Temples in Taipei, Taiwan; Seoul, South Korea; and Fukuoka and Sapporo, Japan, have shut down (the Hong Kong and Tokyo temples already were closed for renovation).
Proselytizing has been curtailed to varying degrees in Hong Kong, Japan, Cambodia, Thailand, Mongolia, Singapore and South Korea.
Worship services, meanwhile, have been suspected or limited across a number of locales, including in Hong Kong, Mongolia, South Korea and Japan.
Read here about how some Latter-day Saints are “having church” without going to church.
• OK, it’s not a return to the days of Brigham Young, but Utah is poised to decriminalize polygamy.
If the governor signs on, plural marriage between consenting adults will be reduced to an infraction — an offense less than some traffic tickets — provided the parties aren’t also guilty of, say, fraud, domestic violence, sexual abuse or human smuggling.
For the record, the penalty today for Latter-day Saints found guilty of polygamy remains the same: loss of membership.
• Latter-day Saints in Adelaide turned out on a national holiday to clear damaged fence lines, cut down fallen trees, and remove debris in the wake of Australia’s devastating wildfires.
“I can't think of a better way to spend Australia Day,” John Orth of the Firle Stake (regional) Presidency said in a news release. “It was great to be out doing something meaningful to help our neighbors in need; those who we didn't actually know until we arrived at their properties.”
• The 10th annual RootsTech — described as the “farmers market” of family history — drew nearly 30,000 people to downtown Salt Lake City.
“Families today come in a multiplicity of sizes, shapes and configurations,” apostle Gary E. Stevenson told participants. “But whatever your family looks like, it needs to be protected.”
Keynote speaker Emmitt Smith, the NFL’s all-time leading rusher, talked about discovering his enslaved ancestors from West Africa and how they helped shape his life.
“Every generation has its own journey. … Find out what’s inside of you,” he said in a news release. “That will give you the strength to not only go forward but also embrace what your past was all about.”
• Henry B. Eyring, second counselor in the First Presidency, visited Idaho, where he met with the governor and lawmakers, huddled with faith leaders, offered the prayer before the state Senate and toured a food bank.
• The church is donating 40,000 pounds of food to inner-city churches and Catholic charities in Virginia, according to a news release.
Visiting apostle D. Todd Christofferson also met with Gov.
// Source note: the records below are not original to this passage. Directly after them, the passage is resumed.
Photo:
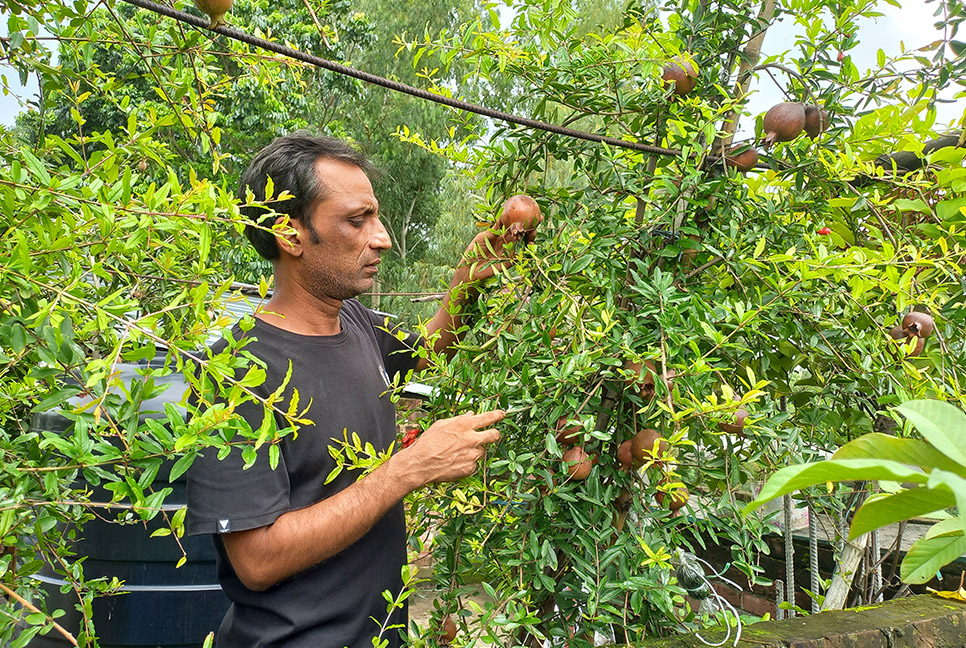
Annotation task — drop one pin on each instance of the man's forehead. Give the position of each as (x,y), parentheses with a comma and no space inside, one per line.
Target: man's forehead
(346,182)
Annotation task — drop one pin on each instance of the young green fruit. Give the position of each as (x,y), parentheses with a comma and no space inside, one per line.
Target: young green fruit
(742,162)
(567,435)
(737,423)
(648,446)
(626,457)
(674,499)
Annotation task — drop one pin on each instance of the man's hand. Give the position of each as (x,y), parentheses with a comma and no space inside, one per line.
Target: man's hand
(447,451)
(450,449)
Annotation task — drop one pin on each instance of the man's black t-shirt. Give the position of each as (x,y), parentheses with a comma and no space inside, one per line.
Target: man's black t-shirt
(346,378)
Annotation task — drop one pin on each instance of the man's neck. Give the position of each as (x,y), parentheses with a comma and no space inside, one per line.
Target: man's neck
(297,311)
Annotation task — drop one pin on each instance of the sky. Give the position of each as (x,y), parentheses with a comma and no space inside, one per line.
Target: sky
(913,25)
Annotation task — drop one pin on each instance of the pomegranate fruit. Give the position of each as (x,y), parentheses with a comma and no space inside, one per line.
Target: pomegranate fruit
(216,10)
(918,324)
(744,161)
(624,456)
(673,499)
(737,423)
(784,122)
(816,121)
(682,74)
(898,333)
(648,446)
(447,630)
(521,216)
(578,463)
(633,371)
(568,435)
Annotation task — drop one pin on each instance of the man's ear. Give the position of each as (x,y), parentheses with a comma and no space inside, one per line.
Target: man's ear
(288,235)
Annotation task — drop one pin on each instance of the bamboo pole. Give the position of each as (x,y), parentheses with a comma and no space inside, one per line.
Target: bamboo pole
(748,61)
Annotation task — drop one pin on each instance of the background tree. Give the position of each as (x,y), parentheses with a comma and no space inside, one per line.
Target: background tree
(772,292)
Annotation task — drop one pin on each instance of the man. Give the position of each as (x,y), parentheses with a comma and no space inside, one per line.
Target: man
(306,563)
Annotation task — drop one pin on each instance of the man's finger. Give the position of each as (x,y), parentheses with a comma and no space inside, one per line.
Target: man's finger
(486,437)
(486,419)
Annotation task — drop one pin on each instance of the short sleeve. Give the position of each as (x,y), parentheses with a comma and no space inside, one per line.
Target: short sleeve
(224,496)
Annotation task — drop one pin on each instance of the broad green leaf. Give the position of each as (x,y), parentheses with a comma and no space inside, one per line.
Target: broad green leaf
(927,556)
(940,478)
(906,451)
(793,478)
(941,424)
(950,525)
(880,511)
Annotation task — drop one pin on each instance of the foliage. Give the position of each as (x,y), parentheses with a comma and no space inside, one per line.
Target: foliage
(120,236)
(722,280)
(923,478)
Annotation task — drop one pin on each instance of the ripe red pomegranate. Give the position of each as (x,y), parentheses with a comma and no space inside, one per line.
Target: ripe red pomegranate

Ralph Northam.
“We talked about the service work that members of the church do here,” Christofferson said. “We told him that we want our people to be the best citizens he has.”
Quote of the week
“Now that it is official church policy, will I start taking the sacrament with my right hand? Sure. Why not? I can switch-hit for the church. … I [do] so not because I agree this is important but because it is an easy thing my church is asking of me. This request doesn’t harm anyone; it’s not like I am being told to support legislation that harms LGBTQ people, for example. There are things I will not ever do for my church, lines I will not cross. But taking the sacrament with a different hand than is natural for me is just not one of them. This is not the hill this particular left-hander wants to die on.”